We are reasonably sure that excess mortality is a complex phenomenon with multiple causes. We are pretty sure of only two: excess alcohol consumption during lockdowns and co-infections and secondary infections. The evidence for these seems robust, but there will be others, especially as the catastrophic effects of restrictions become more apparent by the day, despite governments’ frantic efforts to “move on”.
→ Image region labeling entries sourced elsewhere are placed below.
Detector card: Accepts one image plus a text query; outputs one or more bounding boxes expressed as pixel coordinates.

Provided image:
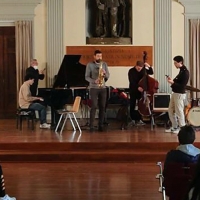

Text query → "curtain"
[189,19,200,98]
[15,21,33,95]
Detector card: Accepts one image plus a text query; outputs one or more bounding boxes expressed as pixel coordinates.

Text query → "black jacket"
[26,66,44,96]
[128,67,153,91]
[171,66,189,94]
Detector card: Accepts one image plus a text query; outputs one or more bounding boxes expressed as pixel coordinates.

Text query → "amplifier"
[153,93,171,112]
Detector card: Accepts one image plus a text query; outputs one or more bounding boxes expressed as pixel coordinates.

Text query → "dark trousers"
[0,165,6,197]
[90,88,107,128]
[130,91,142,121]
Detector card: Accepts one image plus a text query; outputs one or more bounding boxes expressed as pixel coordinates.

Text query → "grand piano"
[38,55,89,127]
We present the best evidence we can find and interpret it. The trouble with the writer’s certainties is that we have not seen any good independent evidence of a causal association. We have sown doubts about the trustworthiness of regulators’ surveillance conclusions on various interventions, from devices to vaccines and antivirals. We are also signatories and members of the Public Health and Medical Professionals for Transparency initiative, which made all the regulatory application documents for a mRNA vaccine public via a successful petition to the FDA in 2021. But we are also cautious animals. The danger of jumping to conclusions on association is falling into an ecological fallacy, made even worse by the certainty expressed in the writer’s abuse. We have written about Onslow’s fallacy of the single cause. This is just one such case made worse by the likely biased and unreliable surveillance data. I am the co-author of several Cochrane reviews on different vaccines. I am also co-author of two reviews based exclusively on regulatory documents (on an influenza pandemic vaccine and HPV vaccines). This involved tens of thousands of pages of trial and post-marketing assessment documents, which took years to retrieve, assemble and review. A process similar to that of the antiviral investigation. I know how difficult working with such complex evidence is, and I urge caution whenever I see facile, sweeping statements. We know from FOI 23/379 documents, for example, that the UK regulator - the MHRA - only followed up some 54% of deaths reported in yellow cards as possibly linked to exposure to one of the vaccines. So that proves the link? No, it doesn’t. That shows that, for whatever reason, the MHRA is not doing their job, AND whatever surveillance data they produce should not be taken seriously.”
This is the correct application of the scientific method.
If you have any valid data to add to the process then you should publish it and scientists like Tom & Carl will incorporate it into their analyses, and doubtless express their gratitude to you.